Une plainte contre Damas déposée à Paris pour « crimes ­contre l’humanité » – par Elise Vincent

Article  •  Publié sur Souria Houria le 8 novembre 2016

La justice française pourrait enquêter sur la disparition, en 2013, de Mazen Dabbagh et son fils Patrick, tous deux franco-syriens, dans une prison du régime.

Pour la première fois, lundi 24 octobre, une plainte contre X pour « disparitions forcées, torture et crimes ­contre l’humanité » concernant le cas inédit de deux victimes françaises présumées disparues dans les geôles du régime de Bachar Al-Assad, devait être déposée auprès du Tribunal de grande instance (TGI) de Paris. Portée par la Fédération internationale des droits de l’homme (FIDH) et la Ligue des droits de l’homme (LDH), cette plainte concernant le conflit syrien est la première à avoir des chances d’aller plus loin que les enquêtes actuellement en panne au pôle génocide du TGI.

Le plaignant, Obeida Dabbagh, est un Franco-Syrien de 64 ans, ingénieur de métier, vivant en France. Depuis 2013, il est à la recherche d’un de ses frères et d’un neveu, disparus tous deux à Damas. Son neveu était âgé de 20 ans et étudiait à la faculté de lettres quand il a été interpellé le 3 novembre 2013 à minuit, à son domicile, par des personnes déclarant appartenir aux services syriens de renseignement. Ces derniers ont indiqué vouloir l’emmener pour l’interroger, sans autre précision. Le père du jeune homme, qui était le conseiller principal d’éducation de l’école française de Damas, a été arrêté le lendemain, en pleine nuit également, par une dizaine d’hommes armés, lui indiquant qu’il avait « mal éduqué » son fils.

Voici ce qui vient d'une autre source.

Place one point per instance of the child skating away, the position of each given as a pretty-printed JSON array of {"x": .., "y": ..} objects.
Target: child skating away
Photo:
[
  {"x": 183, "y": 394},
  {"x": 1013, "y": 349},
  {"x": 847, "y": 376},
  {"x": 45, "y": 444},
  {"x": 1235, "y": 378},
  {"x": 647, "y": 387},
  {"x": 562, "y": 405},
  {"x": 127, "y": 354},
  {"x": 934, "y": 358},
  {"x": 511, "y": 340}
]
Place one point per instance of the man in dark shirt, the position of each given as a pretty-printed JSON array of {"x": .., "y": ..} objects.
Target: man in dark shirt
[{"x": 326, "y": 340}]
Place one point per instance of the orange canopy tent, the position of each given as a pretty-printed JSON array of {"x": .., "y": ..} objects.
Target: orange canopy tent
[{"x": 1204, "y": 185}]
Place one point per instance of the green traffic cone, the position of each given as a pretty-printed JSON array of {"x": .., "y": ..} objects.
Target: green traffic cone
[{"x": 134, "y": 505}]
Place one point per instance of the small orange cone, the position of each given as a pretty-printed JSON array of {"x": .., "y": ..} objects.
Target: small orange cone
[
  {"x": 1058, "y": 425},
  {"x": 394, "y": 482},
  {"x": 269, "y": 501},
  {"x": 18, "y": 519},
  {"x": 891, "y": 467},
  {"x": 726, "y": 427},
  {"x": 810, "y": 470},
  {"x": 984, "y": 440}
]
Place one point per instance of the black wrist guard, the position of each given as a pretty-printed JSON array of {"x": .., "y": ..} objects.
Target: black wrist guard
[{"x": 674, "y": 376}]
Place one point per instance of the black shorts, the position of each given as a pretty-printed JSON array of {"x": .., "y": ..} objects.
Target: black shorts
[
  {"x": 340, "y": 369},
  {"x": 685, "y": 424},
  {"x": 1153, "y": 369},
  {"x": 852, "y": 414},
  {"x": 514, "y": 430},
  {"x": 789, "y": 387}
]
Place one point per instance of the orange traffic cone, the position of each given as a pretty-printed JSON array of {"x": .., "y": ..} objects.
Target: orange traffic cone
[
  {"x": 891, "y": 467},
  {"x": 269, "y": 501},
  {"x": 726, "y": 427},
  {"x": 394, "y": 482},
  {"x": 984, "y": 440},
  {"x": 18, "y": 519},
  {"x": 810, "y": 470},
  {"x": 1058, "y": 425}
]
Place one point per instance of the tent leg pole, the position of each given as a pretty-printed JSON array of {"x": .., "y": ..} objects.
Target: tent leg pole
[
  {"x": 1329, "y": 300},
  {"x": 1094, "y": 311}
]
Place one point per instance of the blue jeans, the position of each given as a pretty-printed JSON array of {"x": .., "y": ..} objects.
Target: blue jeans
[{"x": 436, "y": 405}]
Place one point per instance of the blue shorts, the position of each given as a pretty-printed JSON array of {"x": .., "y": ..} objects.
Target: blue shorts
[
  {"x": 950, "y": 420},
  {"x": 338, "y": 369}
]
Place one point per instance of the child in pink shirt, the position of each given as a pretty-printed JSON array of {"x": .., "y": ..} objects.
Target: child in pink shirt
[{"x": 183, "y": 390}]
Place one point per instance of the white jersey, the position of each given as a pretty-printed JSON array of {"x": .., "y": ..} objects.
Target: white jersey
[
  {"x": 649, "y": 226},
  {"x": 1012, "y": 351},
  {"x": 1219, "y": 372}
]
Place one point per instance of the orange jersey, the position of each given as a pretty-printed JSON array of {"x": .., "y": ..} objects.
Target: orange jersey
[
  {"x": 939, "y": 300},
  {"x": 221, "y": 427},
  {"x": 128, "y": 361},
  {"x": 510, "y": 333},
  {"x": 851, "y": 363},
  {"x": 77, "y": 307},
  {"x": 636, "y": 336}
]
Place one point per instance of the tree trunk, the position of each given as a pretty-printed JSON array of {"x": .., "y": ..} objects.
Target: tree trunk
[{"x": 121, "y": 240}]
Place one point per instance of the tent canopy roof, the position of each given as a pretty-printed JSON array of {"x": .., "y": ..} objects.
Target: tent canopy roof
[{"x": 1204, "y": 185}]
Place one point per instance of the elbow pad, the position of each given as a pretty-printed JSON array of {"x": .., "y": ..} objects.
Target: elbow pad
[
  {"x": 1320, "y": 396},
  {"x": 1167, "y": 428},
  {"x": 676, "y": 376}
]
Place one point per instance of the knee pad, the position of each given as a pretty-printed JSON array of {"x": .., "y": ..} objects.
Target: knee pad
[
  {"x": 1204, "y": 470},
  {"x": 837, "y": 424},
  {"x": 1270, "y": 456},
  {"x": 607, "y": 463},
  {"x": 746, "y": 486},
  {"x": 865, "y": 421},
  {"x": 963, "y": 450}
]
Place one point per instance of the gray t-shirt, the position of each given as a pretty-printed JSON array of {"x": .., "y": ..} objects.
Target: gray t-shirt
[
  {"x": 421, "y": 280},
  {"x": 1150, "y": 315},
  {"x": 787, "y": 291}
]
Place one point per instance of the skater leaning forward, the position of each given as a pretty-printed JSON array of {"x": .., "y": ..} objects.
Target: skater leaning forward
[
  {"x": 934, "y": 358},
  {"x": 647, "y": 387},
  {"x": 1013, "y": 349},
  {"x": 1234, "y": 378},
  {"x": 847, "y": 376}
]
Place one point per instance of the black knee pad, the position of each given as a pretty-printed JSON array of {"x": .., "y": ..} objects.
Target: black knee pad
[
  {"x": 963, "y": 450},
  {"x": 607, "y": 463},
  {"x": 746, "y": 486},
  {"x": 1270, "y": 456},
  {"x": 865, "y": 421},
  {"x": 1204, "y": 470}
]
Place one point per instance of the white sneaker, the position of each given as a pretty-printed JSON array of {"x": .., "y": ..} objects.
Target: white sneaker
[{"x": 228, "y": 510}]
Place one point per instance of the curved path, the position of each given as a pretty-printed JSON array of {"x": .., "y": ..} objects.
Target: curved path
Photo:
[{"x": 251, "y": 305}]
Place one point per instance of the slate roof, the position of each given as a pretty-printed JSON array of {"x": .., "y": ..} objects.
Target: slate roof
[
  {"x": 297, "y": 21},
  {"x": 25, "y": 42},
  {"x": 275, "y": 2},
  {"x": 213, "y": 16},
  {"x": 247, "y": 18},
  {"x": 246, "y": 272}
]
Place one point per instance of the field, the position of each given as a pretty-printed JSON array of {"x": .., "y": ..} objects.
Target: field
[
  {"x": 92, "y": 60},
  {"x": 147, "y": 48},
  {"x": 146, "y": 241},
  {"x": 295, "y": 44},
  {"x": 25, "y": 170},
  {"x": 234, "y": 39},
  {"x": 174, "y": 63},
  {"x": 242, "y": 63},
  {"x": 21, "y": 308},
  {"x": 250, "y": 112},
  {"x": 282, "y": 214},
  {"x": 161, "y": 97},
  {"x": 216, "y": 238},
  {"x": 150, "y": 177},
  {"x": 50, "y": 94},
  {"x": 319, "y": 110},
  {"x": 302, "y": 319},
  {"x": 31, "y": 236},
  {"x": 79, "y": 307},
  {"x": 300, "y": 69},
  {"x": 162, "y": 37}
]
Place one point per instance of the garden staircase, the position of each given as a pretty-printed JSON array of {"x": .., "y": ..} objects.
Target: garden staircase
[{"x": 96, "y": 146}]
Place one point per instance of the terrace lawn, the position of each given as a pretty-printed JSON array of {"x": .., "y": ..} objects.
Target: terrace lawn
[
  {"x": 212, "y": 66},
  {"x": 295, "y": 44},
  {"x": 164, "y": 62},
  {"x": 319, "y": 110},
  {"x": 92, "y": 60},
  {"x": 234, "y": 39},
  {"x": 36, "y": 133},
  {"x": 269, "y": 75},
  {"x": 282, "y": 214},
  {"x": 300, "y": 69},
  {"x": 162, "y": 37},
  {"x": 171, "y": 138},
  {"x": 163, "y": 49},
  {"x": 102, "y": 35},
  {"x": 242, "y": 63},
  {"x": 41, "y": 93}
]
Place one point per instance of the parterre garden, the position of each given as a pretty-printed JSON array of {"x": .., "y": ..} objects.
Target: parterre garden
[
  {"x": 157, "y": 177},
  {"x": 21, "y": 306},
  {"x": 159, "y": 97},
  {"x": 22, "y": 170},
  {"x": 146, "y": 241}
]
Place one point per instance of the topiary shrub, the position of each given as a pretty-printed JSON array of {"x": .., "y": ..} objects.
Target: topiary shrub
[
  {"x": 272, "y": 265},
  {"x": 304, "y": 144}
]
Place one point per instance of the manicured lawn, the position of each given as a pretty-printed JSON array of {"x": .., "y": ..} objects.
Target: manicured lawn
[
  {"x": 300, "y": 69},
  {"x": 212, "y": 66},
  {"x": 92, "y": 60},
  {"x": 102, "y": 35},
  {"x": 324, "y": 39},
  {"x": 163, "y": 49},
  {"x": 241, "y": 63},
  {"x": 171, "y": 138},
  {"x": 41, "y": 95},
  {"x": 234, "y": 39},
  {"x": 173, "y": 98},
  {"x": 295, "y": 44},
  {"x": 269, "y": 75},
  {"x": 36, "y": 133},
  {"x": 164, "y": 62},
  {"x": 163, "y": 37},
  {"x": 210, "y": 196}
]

Jamais impliqués dans des mouvements de contestation

Le père, Mazen Dabbagh, âgé de 57 ans, et son fils Patrick ont tous les deux été emmenés en novembre 2013, à Mezzeh, où se trouve le centre de détention des services de renseignement de l’armée de l’air syrienne. Un endroit unanimement décrit comme l’un des pires centres de torture du régime. Mazen Dabbagh et son fils Patrick n’avaient jamais été impliqués dans des mouvements de contestation, ­selon la FIDH et la LDH.

Si la plainte de leur oncle et frère Obeida Dabbagh a des chances de prospérer aujourd’hui, c’est parce que Mazen et Patrick ont la double nationalité franco-syrienne. Une nationalité française obtenue grâce à la mère de Mazen, une Française mariée à un Syrien. Ce critère est indispensable pour que la justice française soit compétente dans ce dossier dont les faits ont eu lieu à l’étranger.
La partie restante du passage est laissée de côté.